Si, cependant, les taux n'augmentent pas, parce qu'ils sont maintenus à la baisse par la banque centrale, il n'y a pas de raison, au-delà d'un mécontentement temporaire, à une baisse structurelle des bourses. La Fed, de son côté, fait tout pour trouver des raisons de ne pas toucher non seulement les taux, mais aussi le niveau des achats de titres, même au prix de grimper sur la vitre et d'invoquer les variantes du virus qui pourraient nous replonger. dans la crise.

Par ailleurs, du point de vue des bourses, il est préférable que les entreprises répercutent la hausse de leurs coûts en aval (même si cela provoque une inflation de la consommation). L'alternative, sacrifier les marges, serait plus pénalisante pour le cours des actions.

Plus d'inflation et des taux fermes devraient faire baisser le dollar. Cependant, l'attente d'une hausse anticipée des taux américains à la fin de 2022 et l'idée que les mesures fiscales et monétaires européennes ne sont pas beaucoup moins expansionnistes que les mesures américaines freinent la baisse. De plus, la vraie différence se situe entre l'Amérique et l'Europe d'une part et la Chine d'autre part. La Chine est la seule région à adopter des politiques macro et micro orthodoxes. Les actions chinoises à dix ans continuent de mieux performer que toutes les autres et sont les seules à pouvoir offrir des possibilités de plus-value dans les mois à venir.

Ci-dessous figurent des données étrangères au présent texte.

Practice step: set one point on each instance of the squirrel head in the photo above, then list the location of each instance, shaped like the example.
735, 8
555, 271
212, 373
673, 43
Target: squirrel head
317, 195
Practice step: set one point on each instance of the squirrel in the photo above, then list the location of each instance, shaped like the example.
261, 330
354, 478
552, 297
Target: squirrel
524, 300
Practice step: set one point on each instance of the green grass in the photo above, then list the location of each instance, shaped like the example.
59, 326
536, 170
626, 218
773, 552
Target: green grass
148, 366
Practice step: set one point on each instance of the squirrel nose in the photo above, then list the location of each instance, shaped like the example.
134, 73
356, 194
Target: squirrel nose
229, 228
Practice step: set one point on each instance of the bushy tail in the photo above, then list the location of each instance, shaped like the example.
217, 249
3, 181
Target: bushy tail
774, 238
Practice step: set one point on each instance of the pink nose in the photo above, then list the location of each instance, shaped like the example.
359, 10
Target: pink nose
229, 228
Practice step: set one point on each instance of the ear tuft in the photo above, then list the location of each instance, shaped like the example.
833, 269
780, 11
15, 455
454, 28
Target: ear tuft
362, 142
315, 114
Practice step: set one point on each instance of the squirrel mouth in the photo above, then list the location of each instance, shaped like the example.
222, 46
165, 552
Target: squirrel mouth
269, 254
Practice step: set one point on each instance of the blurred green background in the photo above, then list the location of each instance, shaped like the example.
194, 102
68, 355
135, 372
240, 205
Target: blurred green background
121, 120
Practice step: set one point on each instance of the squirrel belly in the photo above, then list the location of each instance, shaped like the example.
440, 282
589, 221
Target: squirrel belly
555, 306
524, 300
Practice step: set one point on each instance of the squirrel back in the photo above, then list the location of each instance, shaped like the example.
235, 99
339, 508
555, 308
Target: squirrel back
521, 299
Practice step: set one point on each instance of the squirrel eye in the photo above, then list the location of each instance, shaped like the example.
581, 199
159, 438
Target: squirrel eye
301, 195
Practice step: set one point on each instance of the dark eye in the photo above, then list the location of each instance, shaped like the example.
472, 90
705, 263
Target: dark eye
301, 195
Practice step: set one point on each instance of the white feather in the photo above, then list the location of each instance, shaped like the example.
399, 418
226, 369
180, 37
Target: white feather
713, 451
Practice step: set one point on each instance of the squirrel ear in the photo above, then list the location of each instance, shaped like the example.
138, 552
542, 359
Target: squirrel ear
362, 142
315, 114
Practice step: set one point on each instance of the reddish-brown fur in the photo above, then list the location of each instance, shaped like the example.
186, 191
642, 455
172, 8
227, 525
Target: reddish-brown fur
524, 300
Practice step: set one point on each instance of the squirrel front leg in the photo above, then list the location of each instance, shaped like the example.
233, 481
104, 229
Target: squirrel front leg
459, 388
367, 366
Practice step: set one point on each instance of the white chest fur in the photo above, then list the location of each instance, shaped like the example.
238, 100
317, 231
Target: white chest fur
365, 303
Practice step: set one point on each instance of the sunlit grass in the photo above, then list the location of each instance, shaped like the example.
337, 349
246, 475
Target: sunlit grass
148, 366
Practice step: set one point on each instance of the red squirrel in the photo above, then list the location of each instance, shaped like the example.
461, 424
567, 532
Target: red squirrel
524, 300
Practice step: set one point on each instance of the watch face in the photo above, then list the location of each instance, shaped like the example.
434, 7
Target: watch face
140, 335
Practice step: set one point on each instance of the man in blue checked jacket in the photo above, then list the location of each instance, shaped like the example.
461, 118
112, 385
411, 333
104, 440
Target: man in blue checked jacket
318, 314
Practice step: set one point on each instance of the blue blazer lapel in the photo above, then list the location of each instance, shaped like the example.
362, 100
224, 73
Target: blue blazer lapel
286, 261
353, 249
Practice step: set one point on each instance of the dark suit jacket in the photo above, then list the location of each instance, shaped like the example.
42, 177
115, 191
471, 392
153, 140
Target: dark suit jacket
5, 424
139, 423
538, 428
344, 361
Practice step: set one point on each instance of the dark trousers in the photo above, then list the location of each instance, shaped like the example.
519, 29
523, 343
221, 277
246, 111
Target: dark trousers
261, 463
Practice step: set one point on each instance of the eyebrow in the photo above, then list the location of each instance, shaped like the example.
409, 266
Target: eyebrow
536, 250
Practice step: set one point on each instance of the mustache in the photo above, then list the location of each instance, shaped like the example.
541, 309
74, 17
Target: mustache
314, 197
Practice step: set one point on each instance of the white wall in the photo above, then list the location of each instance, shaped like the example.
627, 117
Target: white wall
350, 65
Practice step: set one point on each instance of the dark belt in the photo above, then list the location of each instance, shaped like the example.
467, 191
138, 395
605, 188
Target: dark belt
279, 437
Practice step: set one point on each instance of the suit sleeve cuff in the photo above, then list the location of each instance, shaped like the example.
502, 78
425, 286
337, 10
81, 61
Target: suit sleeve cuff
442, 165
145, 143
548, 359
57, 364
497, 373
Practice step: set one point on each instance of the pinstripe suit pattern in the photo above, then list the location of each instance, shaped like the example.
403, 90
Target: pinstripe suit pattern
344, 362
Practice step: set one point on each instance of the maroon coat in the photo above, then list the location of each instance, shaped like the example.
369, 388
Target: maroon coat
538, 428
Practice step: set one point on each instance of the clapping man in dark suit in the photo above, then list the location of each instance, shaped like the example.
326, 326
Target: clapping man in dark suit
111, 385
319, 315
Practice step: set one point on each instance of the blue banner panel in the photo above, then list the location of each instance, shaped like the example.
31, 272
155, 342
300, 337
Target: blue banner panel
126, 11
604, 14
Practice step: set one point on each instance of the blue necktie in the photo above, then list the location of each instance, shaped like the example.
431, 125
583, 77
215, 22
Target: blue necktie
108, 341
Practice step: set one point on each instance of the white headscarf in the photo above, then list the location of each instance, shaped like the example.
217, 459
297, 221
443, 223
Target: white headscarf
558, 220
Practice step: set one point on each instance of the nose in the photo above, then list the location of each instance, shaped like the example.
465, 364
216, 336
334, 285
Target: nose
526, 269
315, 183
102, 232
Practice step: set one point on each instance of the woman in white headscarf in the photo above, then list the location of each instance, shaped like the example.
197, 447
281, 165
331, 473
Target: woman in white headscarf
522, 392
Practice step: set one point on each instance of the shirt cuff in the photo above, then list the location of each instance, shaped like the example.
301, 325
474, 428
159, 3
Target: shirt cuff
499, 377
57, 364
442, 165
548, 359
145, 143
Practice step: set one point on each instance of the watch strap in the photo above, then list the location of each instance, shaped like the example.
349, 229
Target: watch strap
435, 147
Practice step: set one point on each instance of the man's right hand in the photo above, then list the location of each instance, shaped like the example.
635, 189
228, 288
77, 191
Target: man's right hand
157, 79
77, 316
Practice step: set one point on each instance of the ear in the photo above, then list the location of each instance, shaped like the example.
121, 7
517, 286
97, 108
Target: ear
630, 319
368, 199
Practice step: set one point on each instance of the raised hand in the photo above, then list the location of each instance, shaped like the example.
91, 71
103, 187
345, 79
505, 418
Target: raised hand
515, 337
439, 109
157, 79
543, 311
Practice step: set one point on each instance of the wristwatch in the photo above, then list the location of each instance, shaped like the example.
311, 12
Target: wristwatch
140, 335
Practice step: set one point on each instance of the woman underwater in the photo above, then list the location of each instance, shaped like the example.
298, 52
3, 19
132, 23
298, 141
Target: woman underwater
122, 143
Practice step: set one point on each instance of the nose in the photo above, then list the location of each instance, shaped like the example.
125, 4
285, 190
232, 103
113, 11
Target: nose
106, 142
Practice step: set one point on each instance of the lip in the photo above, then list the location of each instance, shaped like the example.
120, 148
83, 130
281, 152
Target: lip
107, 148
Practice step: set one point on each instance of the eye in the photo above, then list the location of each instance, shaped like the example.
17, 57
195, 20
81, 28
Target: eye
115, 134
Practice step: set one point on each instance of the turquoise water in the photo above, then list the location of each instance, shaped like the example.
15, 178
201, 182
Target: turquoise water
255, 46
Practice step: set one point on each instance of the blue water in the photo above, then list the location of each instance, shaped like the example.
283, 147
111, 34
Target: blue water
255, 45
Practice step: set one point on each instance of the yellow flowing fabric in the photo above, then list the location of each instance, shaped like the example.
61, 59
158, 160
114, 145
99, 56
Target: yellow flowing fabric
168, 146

La hausse de l'inflation nous conduira à suggérer une réduction de l'exposition aux actions uniquement lorsqu'elle ramènera les taux d'intérêt ou, du moins, une réduction des achats de titres par la banque centrale. Pour l'instant, mieux vaut rester investi et supporter la volatilité estivale sans trop d'anxiété.


Cet article est une traduction automatique de la langue italienne d’un article publié sur le magazine Début Magazine à l’URL https://www.startmag.it/economia/prezzi-tassi-inflazione-stati-uniti/ le Sun, 16 May 2021 06:00:02 +0000.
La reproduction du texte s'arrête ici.